Je m’appelle Marie-Josée Cossette. Je suis l’épouse de Stanley Ulysse et la maman de Mathilde, 8 ans et d’Olivier, 4 ans. Nous habitons à Gatineau depuis plusieurs années.

Le 2 janvier 2010, après une magnifique journée de vacances, à s’amuser avec leurs nouveaux jouets, les enfants se sont endormis très tôt. Dans quelques jours, la vie normale va reprendre : papa et maman au travail, Mathilde à l’école et notre petit Olivier, qui aura bientôt 3 ans, à la garderie,
où il retrouvera ses nouveaux  amis.

 

Notre vie bascule!

Vers 21 heures, Olivier se réveille en pleurant et il vomit à trois reprises. Indigestion…? Gastro…? Intoxication alimentaire...?  Il se tord de douleur, et son ventre est dur. Stanley, Mathilde et moi, nous nous précipitons à l’urgence du CHEO (Centre hospitalier de l’Est de l’Ontario), de l’autre côté de la rivière des Outaouais.

L’état d’Olivier est tel que l’attente n’est pas longue. Tout le personnel s’agite autour de nous et les médecins accourent. Nous sommes fous d’inquiétude.

Les médecins transfèrent rapidement Olivier aux soins intensifs et nous annoncent que notre bébé est très, très malade. Seule une intervention d’urgence permettra d’établir un diagnostic plus précis. Les médecins ne peuvent même pas nous rassurer sur la réussite de l’opération.

 

L’intervention durera près de 4 heures et au cours des jours suivants, elle sera suivie de trois autres opérations.

On nous apprendra qu’Olivier est un des rares survivants d’une condition tout aussi rare, le volvulus intestinal, ou torsion de l’intestin.

Depuis la nuit du 2 janvier 2010, pour notre petite famille, la vie normale n’a jamais repris.


 

Près d’un an à l’hôpital

De janvier à décembre 2010, Stanley et moi nous nous sommes relayés, jour et nuit, au chevet d’Olivier. Il a subi dix interventions chirurgicales, combattu la C. Difficile et supporté, courageusement, examens, prises de sang et stomies.

Olivier et sa grande sœur Mathilde 

Un des parents s’occupait de Mathilde pendant que l’autre veillait et dormait à l’hôpital.

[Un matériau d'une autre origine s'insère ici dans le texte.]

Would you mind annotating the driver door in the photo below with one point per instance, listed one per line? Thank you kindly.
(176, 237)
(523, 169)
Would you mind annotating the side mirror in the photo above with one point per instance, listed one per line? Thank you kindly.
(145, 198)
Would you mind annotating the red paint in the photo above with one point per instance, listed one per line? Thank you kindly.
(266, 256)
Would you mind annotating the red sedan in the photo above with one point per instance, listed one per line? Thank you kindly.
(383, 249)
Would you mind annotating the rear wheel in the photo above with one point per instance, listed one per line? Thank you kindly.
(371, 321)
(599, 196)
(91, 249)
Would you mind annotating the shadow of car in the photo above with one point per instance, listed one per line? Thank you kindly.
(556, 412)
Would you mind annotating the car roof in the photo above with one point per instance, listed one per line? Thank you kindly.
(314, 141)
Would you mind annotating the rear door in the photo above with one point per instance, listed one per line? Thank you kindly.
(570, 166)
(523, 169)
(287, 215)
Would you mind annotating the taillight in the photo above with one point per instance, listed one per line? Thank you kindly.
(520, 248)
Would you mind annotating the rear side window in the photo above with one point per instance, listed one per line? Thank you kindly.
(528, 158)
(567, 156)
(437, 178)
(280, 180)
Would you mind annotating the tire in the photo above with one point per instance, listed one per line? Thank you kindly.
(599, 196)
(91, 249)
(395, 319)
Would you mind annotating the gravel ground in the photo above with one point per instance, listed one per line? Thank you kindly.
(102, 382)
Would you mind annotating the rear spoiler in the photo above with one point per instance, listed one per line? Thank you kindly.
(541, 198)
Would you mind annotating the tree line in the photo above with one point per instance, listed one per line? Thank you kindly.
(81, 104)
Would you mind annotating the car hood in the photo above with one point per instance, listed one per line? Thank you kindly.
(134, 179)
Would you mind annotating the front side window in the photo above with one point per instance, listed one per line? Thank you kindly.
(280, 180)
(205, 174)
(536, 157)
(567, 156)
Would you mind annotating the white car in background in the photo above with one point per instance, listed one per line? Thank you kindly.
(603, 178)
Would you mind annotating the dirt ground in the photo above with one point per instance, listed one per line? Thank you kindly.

Nous avons temporairement quitté notre emploi, espérant, d’une opération à l’autre, que ce serait la dernière et que nous pourrions, sous peu, ramener notre fils à la maison.

 

Pendant toute cette année, l’hôpital est devenu un milieu de vie pour notre petit bonhomme de trois ans.

Lorsque son état le lui permettait, Olivier était heureux de participer aux nombreuses activités organisées à l’intention des petits pensionnaires de l’hôpital: visites à la bibliothèque, déguisements, tours de magie, journées thématiques, jeux à l’extérieur, etc.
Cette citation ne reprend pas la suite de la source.